一般媒介契約 | 専任媒介契約 | 専属専任媒介契約 | |
---|---|---|---|
複数業社への依頼 | ○ | × | × |
自己発見取引 | ○ | ○ | × |
契約期間 | 自由 | 3か月以内 | 3か月以内 |
依頼者への報告 | 不要 | 2週間に1回以上 | 1週間に1回以上 |
指定流通機関への登録 | 不要 | 7日以内 | 5日以内 |
覚えることは多いですが、この表だけで1点取れることもあります。
過去問チャレンジ
FP2級試験対策として実際の過去問を見てみましょう。
宅地建物取引業法に関する次の記述のうち、最も適切なものはどれか。なお、買主は宅地建物取引業者ではないものとする。
- 宅地建物取引業者は、専任媒介契約を締結したときは、契約の相手方を探索するため、一定の期間内に当該専任媒介契約の目的物である宅地または建物に関する一定の事項を指定流通機構に登録しなければならない。

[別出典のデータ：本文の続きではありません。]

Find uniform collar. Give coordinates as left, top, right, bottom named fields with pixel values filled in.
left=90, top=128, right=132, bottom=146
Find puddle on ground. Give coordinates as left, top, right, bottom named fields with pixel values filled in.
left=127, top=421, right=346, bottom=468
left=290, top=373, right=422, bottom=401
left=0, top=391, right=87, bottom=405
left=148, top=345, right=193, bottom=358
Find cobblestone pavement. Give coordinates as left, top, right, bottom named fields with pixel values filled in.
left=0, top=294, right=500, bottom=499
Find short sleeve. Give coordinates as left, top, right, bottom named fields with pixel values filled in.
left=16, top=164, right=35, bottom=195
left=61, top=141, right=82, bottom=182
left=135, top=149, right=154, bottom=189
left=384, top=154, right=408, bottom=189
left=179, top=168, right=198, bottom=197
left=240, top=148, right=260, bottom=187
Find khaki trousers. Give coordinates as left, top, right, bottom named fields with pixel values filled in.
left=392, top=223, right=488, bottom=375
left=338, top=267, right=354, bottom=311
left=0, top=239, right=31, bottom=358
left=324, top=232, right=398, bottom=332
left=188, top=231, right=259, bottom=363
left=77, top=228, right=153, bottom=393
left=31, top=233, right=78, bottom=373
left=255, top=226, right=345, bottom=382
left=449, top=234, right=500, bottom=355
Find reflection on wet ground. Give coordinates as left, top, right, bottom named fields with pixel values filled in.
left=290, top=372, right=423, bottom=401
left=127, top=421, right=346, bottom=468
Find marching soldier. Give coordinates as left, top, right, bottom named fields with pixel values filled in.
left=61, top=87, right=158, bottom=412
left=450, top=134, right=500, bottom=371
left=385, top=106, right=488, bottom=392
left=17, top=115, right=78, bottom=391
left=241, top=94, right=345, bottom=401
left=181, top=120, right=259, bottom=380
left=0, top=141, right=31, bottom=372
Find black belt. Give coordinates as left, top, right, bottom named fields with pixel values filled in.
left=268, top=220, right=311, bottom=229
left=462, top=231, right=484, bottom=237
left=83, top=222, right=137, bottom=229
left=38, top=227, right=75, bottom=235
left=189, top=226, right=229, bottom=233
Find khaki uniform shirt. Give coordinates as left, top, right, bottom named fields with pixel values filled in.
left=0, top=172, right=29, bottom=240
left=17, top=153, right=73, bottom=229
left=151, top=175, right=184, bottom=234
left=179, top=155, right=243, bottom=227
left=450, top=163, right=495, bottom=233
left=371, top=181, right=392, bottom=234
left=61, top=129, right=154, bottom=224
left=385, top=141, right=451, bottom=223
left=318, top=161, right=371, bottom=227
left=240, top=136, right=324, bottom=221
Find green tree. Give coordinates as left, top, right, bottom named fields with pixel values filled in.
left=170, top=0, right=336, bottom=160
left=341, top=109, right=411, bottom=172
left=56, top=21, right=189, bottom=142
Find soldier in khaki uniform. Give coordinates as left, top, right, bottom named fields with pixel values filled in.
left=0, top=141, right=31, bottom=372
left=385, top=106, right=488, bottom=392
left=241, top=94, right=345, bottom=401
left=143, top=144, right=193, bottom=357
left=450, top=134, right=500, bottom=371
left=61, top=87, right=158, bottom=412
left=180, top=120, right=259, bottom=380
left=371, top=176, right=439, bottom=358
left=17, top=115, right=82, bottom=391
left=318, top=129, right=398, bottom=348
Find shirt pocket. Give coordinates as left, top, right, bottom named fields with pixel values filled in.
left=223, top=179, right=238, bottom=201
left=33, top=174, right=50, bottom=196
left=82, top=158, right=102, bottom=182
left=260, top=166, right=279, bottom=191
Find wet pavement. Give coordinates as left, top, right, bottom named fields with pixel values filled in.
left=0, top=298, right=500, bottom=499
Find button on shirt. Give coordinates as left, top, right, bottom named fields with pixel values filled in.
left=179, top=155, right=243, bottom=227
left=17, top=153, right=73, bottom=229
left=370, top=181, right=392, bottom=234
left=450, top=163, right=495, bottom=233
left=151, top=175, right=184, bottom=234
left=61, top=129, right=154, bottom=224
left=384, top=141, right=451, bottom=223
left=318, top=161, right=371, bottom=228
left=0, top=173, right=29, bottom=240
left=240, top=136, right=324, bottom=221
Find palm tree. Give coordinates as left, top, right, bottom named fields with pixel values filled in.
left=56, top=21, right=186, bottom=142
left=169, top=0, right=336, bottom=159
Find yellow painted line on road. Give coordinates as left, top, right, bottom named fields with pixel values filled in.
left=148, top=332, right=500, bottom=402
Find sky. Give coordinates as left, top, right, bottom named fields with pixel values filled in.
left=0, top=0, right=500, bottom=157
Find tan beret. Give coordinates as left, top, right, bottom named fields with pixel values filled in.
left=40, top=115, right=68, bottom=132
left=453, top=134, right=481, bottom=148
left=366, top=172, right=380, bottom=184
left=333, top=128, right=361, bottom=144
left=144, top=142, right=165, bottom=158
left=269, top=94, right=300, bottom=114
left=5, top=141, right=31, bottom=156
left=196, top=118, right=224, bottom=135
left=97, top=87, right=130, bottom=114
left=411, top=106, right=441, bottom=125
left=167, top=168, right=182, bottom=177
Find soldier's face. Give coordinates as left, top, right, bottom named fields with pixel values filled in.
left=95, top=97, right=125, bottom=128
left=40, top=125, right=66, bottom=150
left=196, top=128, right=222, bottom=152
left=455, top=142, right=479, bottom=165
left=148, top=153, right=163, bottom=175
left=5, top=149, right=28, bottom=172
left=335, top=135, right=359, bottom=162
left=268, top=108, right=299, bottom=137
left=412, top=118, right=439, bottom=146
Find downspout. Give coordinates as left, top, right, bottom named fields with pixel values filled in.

- 専任媒介契約の有効期間は、3ヵ月を超えることができず、これより長い期間を定めたときは、その契約は無効とされる。
- 宅地建物取引業者は、自ら売主となる宅地の売買契約の締結に際して、代金の額の10分の1を超える額の手付を受領することができない。
- 宅地建物取引業者が建物の貸借の媒介を行う場合、貸主と借主の双方から受け取ることができる報酬の合計額は、当該建物の借賃(消費税等相当額を除く)の2ヵ月分に相当する額に消費税等相当額を加算した額が上限となる。
(2021年5月 FP2級学科)
それでは解答を見ていきましょう。
❶適切。
設問のとおりです。宅地建物取引業者は専任媒介契約を結んでから7日以内に指定流通機構に物件情報を登録しなければなりません。なお、専属専任媒介契約の場合は5日以内に登録が必要となります。
❷不適切。
専任媒介契約・専属専任媒介契約ともに契約期間は3か月以内で定める必要があります。仮に3か月以上の契約を定めた場合、契約期間は3か月とみなされます。契約が無効になるわけではありません。
❸不適切。
売主が宅地建物取引業者で買主が宅地建物取引業者以外の場合、手付金は売買代金の2割が上限となります。同様に損害賠償の予定額も2割が上限です。
❹不適切。
宅地建物取引業者が賃貸借の媒介をする場合の報酬の上限は、貸主と借主から受け取る報酬の合計で賃料の1か月分(+消費税)です。貸主と借主の双方から1か月分ずつもらえるわけではありません。
以上により、正解は❶となります。
今回の講義はここまでです。次回は「不動産取引の留意事項」を学習していきます。